Cinema com Rapadura

OPINIÃO   domingo, 26 de março de 2006

Plano Perfeito, O

Com um roteiro inteligente, porém com alguns pequenos erros, Plano Perfeito é muito mais do que se parece ser. Dele podemos tirar várias críticas, ao melhor estilo Spike Lee (A Última Noite e Bamboozled) de se fazer filme político. Dessa vez, ele pega a sociedade norte-americana, especificamente a nova-iorquina, e joga contra a parede.

É interessante como um filme bem inteligente pode ser feito de forma que atraia os menos críticos pelas suas premissas (roubo a banco, elenco com nomes de peso, dentre outras) e os mais críticos pelas facetas de seu roteiro, sua condução e o diálogo duro que ele trava para com os maneirismos da sociedade norte-americana. Sendo assim, para aqueles que entram na sala de projeção e pensam em ver somente mais um roubo a banco, acaba tendo que mudar seus conceitos no decorrer do filme, pois mesmo se mostrando de forma cansativa ele expõe o sentimento de que algo interessante demais está por vir. Dentre os que se envolveram mais na trama, a projeção gerará um quebra-cabeça no espectador e esse acompanhará os personagens principais na montagem deste, principalmente quando o filme passa da etapa intermediária e começa a entrar no desfecho. Mas é interessante notar que antes dos pormenores do desfecho começarem a serem explicados, o roteiro já deu um grande passo para a proposta que não vinha amostra em nada que podemos ler ou que tenha servido de propaganda antes do filme.

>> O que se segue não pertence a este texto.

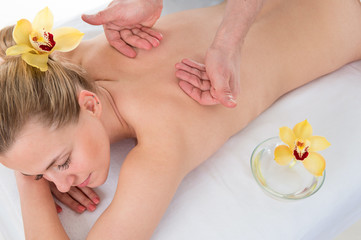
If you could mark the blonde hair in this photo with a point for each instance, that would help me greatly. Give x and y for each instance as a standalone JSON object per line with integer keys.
{"x": 27, "y": 93}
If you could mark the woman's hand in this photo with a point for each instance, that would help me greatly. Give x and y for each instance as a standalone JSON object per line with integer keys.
{"x": 77, "y": 199}
{"x": 127, "y": 23}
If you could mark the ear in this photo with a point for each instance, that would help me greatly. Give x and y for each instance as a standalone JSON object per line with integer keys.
{"x": 89, "y": 101}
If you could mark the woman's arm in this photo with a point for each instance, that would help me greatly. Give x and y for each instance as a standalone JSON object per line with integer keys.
{"x": 38, "y": 209}
{"x": 147, "y": 182}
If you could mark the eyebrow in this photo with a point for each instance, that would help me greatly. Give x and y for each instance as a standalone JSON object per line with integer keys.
{"x": 62, "y": 154}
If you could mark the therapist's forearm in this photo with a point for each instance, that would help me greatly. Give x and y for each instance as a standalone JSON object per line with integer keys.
{"x": 38, "y": 210}
{"x": 238, "y": 18}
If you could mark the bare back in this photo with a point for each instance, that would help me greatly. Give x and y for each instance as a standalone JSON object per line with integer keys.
{"x": 290, "y": 44}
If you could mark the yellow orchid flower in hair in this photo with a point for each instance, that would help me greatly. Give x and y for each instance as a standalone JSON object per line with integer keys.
{"x": 302, "y": 146}
{"x": 36, "y": 40}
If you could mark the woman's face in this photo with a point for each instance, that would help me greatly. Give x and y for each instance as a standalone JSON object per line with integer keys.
{"x": 75, "y": 155}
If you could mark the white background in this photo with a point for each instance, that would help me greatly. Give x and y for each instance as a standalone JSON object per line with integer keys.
{"x": 14, "y": 10}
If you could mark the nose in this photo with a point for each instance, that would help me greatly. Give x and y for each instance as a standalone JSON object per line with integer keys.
{"x": 62, "y": 182}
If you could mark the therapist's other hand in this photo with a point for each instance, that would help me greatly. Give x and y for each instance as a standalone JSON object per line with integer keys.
{"x": 127, "y": 24}
{"x": 218, "y": 81}
{"x": 222, "y": 64}
{"x": 78, "y": 199}
{"x": 195, "y": 82}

A projeção gira em torno de um assalto a banco orquestrado pelo inteligentíssimo Dalton Russell (Clive Owen). Ele entrou no banco disfarçado e, quando já tinha dominado-o, vestiu todos os reféns tal como os seqüestradores, o que dificultaria e muito o trabalho policial. Mas Dalton é mais inteligente do que isso e tem tudo minuciosamente pensando, pois até quando o negociador Keith Miller (Denzel Washington) tenta uma investida com escutas escondidas na comida exigida por Dalton, ele já tem um plano para anula-la, além de causar um tremendo alvoroço nos policiais responsáveis. Dentre tantos feitos inteligentes de Dalton, o personagem de Clive Owen parece desde as primeiras cenas ser bem interessante pela forma como é apresentado. Ele aparece em uma sala, aparentemente de interrogatório e fala calmamente que fez o roubo perfeito, mas deixa a dúvida de que fez mesmo por falar em prisão e coisas do tipo.

O diretor Spike Lee e os roteiristas Russell Gewirtz e Menno Meyjes, realmente não pouparam detalhes, tanto em seus personagens, como na condução do filme. Nenhum personagem é por acaso e até mesmo a roupa de alguns representa algo, como a de Keith Miller, interpretado por Washington. Quanto a condução do filme, foi frisadas cenas que parecem inúteis, como o isolamento do local, o protocolo que Keith teve que passar ao se encontrar com o capitão Darius (Willem Dafoe, o Duende Verde de Homem-Aranha) e a forma como a polícia soube do assalto. Ele foi bem meticuloso nisso e, em vez de colocar em segundo plano, tendo à frente algo mais importante, as câmeras foram bem diretas a esses detalhes, lógico, acompanhadas sempre de uma complacente trilha sonora.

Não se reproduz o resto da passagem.